Negative loss with letters MNIST

Hello,

I have a notebook in which I am trying to create an Arabic MNIST notebook from numpy arrays directly!

Here is the notebook

I am not sure why I am getting a negative loss in validation error and test error.

Steps:

  1. Import libraries
  2. Read data and create numpy arrays.
  3. Created a new Dataset class named ArabicMNIST
  4. Reshaped images (I can feed without reshaping as well but I want to create three channels by copying single channel 3 times)
  5. In ArabicMNIST Dataset I am normalizing per image (which is wrong but I tried to normalize the entire data first as well)
  6. In ArabicMNIST Dataset class I created 3 channels and transposed the images in [C, H, W] notation.
  7. Created a Databunch with my new ArabicMNIST dataset.
  8. Created learn object and trained for 3 epochs.

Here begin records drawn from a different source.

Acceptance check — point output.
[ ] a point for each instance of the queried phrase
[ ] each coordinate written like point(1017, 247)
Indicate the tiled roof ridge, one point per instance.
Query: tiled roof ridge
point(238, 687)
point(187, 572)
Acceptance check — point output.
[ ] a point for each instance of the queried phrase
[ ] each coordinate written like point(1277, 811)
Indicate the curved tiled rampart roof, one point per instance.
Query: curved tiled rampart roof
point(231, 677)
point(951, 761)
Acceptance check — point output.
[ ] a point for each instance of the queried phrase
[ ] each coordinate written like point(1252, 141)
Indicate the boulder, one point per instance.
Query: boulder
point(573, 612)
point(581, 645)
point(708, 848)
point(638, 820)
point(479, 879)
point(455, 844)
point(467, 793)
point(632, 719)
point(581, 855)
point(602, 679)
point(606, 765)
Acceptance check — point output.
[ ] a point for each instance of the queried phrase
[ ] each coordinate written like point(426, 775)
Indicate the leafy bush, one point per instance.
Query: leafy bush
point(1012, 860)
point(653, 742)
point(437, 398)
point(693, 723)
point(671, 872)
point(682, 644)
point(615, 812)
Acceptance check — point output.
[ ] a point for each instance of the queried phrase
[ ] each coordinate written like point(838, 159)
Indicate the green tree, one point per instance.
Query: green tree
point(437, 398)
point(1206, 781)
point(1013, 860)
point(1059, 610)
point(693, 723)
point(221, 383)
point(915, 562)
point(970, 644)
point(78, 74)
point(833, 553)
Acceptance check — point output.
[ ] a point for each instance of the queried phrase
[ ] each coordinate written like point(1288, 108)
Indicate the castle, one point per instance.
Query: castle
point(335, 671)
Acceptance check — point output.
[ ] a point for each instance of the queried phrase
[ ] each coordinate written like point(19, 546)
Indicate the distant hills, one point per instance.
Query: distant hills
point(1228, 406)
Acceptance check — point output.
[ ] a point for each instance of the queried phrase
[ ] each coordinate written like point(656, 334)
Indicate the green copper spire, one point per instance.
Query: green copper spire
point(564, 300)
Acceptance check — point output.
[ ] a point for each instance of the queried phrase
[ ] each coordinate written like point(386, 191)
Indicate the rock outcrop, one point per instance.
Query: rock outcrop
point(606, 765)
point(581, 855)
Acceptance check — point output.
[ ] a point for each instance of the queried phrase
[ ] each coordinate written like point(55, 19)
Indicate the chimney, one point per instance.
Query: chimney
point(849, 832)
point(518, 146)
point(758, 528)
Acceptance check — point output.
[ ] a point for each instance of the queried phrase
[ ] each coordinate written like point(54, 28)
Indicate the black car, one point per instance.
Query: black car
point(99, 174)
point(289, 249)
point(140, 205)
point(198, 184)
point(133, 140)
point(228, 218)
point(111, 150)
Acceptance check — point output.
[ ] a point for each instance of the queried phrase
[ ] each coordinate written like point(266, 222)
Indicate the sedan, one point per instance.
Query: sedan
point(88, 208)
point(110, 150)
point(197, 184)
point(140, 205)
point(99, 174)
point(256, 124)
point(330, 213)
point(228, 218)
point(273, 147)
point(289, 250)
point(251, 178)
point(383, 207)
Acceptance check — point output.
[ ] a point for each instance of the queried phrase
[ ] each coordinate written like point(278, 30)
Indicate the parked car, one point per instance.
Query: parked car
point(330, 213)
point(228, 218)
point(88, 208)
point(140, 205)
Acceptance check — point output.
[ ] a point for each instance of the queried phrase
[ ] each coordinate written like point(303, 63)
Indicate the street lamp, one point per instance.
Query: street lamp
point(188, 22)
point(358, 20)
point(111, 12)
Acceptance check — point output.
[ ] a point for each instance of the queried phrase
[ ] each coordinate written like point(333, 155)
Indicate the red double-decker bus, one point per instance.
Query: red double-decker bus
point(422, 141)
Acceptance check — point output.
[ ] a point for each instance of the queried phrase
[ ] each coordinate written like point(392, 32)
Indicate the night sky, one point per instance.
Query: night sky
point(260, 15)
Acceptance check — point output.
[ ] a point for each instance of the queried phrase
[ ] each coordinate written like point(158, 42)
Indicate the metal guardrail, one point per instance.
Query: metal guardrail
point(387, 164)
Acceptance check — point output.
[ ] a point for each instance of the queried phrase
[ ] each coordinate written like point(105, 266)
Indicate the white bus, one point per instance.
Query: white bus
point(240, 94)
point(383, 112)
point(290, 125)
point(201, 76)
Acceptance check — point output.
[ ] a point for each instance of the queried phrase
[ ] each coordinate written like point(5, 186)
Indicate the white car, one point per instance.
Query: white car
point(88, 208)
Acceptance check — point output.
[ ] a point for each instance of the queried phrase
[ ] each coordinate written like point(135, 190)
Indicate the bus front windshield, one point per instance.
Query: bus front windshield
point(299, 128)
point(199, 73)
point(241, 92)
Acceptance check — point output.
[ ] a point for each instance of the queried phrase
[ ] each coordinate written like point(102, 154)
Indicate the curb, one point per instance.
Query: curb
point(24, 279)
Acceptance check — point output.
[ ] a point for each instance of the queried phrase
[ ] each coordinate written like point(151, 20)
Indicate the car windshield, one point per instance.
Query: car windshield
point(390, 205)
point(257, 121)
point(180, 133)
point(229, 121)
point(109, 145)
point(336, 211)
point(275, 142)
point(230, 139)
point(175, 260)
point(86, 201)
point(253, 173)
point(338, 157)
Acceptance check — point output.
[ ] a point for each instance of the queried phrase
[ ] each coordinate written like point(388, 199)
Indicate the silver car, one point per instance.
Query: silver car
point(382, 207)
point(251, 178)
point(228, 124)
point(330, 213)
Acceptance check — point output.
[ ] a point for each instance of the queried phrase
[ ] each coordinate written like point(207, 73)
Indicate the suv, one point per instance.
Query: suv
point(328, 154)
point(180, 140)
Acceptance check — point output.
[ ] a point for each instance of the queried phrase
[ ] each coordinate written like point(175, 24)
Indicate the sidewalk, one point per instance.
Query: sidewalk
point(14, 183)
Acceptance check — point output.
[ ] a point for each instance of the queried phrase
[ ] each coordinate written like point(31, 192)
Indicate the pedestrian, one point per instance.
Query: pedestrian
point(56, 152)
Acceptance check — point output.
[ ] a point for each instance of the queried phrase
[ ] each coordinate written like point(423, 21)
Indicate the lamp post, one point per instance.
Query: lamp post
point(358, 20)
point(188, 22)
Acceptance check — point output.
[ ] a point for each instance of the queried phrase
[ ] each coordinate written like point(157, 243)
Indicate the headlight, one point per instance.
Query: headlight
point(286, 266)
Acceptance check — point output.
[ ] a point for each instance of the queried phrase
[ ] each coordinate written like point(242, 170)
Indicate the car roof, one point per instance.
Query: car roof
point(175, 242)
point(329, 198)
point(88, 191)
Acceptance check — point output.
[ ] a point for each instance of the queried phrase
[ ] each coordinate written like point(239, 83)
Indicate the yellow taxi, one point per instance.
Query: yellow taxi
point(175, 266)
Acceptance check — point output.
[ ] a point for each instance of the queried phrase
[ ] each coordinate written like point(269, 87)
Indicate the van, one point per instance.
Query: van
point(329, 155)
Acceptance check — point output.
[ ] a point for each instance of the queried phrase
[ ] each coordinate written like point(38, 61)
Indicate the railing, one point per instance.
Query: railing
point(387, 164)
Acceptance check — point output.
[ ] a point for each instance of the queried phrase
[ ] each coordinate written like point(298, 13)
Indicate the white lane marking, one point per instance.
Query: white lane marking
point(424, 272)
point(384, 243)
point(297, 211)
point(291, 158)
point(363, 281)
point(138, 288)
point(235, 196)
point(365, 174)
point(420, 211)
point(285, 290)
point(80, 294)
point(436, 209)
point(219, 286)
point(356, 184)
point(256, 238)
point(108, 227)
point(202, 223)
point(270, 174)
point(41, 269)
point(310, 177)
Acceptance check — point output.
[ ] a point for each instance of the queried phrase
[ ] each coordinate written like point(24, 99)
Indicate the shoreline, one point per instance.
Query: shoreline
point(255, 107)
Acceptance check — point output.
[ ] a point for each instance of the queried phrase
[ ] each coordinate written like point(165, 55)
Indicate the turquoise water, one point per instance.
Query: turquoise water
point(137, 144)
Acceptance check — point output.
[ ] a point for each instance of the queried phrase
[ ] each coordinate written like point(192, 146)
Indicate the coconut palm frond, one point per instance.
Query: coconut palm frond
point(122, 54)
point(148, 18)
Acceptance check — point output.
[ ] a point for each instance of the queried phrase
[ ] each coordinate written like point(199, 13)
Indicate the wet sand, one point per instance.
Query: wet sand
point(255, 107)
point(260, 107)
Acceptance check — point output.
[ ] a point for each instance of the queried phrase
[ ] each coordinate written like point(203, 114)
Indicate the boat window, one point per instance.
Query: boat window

Why sometimes most of the times I am getting a negative loss?

Thanks

Edit: Moved to normal thread. (Better idea?)

3 Likes

I don’t understand what these lines of code are meant to do :

arr = (image - image.mean()) / image.std() # normalizes between -1 and +1
arr = (arr + 1) / 2 * 255 # moves it between 0 and 255
arr /= 255.0   ### WITH RANGE [0 ... 1]
#         arr = np.clip(arr, 0, 255).astype(np.uint8),
arr3D = np.tile(arr[..., None], 3)

Maybe instead of normalising try dividing by max pixel value in the ds.

It could be through something that your probs are coming out wrong. 1e-9 is way to small to fix this in the next epochs so try higher

1 Like

@bluesky314
Above code is to normalize the images (btw this is not how you want to normalize the images) then np.tile to create 3 channels by copying 1 channel 3 times! :slight_smile:

Could it be something to do with codes related to this line and the comments

arr = (image - image.mean()) / image.std() # normalizes between -1 and +1

arr is normalized and its value has a bell-curve shape, so it doesn’t really stay between -1 and +1. You could have a value smaller than -1.

@wyquek @bluesky314 I have removed normalization from the data!
I have tried Fashion MNIST on the same custom DataSet. I am getting same issue. So now we know, there is a problem somewhere in the Custom DataSet class. But what could be the issue? Maybe @lesscomfortable can help?

Have you tried to apply same transformation and normalization to Target ?

I did not apply any transformation! Could it be an issue?

Can you provide pixel intensity values of predictions and ground-truth?

By the way as par this notebook which I created to understand the torch.nll_loss, I am also receiving the negative values (outputs) of the loss function. I have attached a screenshot in this forum doubt which went under the bag. :slight_smile:

The input in this screenshot is obtained by running the Arabic MNIST notebook with 1 batch size, debugging and inspecting the output of the model with %%debug.

just guessing but for your latest example would you like to try using F.nll_loss(F.log_softmax(input), target) from example in pytorch docs

# input is of size N x C = 3 x 5
input = torch.randn(3, 5, requires_grad=True)
 # each element in target has to have 0 <= value < C
target = torch.tensor([1, 0, 4])
output = F.nll_loss(F.log_softmax(input), target)
output.backward()

not quite sure, but seems like you could be missing a softmax somewhere.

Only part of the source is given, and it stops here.